Ella se acerca al teléfono, marca, sale fuera pero se queda justo en la puerta porque el cable no da para más. Las fotocopias acaban. Corta y grapa, hay que hacer setenta y cinco libros. Joder, cómo vuela el tiempo, son casi las nueve. Y ella vocifera para toda la escuela un buenos días Antonia qué tal te va hace tiempo que no hablamos qué tal tu marido pues mira me he dicho les voy a llamar que hace mucho que no sé de ellos. Y yo corto y grapo, pero es lento, muy lento, y no me va a dar tiempo, y voy pensando en qué puedo hacer con los de cuatro años si no termino, y mientras ella no me digas que le han operado qué me cuentas no sabía verás cuando le diga a mi marido qué disgusto. Y corto, y grapo, y las nueve y diez, y yo no acabo. La tienda, vamos a jugar a la tienda. Ellos piden juguetes y practicamos contando billetes hasta cinco. Igual puedo introducir el seis, si tienen buen día. Pero la tienda, no falla, les encanta.

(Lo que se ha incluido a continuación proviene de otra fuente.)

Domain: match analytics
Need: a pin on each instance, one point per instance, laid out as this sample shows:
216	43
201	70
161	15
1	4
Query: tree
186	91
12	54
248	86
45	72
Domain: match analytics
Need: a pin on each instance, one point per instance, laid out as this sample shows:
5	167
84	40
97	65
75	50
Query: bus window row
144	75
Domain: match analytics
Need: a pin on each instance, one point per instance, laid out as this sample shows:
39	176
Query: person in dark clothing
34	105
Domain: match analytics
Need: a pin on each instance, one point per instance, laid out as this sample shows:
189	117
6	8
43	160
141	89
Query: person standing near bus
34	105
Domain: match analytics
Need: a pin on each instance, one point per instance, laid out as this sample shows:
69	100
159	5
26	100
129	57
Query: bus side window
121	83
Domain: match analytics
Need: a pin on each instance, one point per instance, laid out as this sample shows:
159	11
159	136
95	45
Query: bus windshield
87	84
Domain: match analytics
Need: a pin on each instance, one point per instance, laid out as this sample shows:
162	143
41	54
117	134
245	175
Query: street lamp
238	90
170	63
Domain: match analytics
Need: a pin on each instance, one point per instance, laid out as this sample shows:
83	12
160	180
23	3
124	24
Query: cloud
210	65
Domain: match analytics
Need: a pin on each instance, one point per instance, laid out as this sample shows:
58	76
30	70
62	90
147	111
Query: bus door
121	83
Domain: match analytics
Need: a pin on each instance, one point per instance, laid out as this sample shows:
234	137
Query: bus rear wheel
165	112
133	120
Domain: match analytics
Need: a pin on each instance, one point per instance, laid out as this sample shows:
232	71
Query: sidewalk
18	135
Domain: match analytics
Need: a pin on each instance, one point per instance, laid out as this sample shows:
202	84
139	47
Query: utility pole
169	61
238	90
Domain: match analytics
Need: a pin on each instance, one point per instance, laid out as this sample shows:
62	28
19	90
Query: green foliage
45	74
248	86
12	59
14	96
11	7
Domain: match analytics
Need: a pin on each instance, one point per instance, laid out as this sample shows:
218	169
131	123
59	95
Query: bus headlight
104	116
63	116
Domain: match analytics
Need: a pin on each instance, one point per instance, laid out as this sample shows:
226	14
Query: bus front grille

Ella entra en la sala de profesores, yo corto y grapo, corto y grapo. Cuelga, vuelve a descolgar. Ahora habla con su marido, no sabes majo al marido de Antonia le han operado y está en el hospital. Llega más gente. Miradas. Ceños fruncidos. Yo me callo. Cuelga el teléfono, vuelve a llamar. Ya no escucho. Hay más vida. Creo que me va a dar tiempo, pero he decidido que hoy no hacemos libro, me gusta lo de la tienda. Va por la cuarta llamada. Sonrisas entre los otros profesores. Cuelga.

Las nueve y veinte. Me da tiempo hasta a echar un pis y charlar un poco sobre el fin de semana. Ella se sienta en la mesa, se pone los cascos y escucha música, o la radio, o su propia voz. Alguien le pregunta algo. Ella no contesta a la primera, no oye. ¿Puedes hacerme las carpetas de los niños? Ay, no sé, hoy estoy muy mal, me duele mucho la espalda, si puedo te las haré, pero no sé, ya veremos... Y a las once, ¿puedes ir a vigilar mi clase un momento? Ay, no, no, que yo con niños no puedo estar, ya lo sabes, me ha dicho el médico que no me altere, que me sienta mal...

Y yo me pregunto qué hace una mujer así en la enseñanza, cómo se explica su sueldo y cómo cojones le dieron una hija en adopción.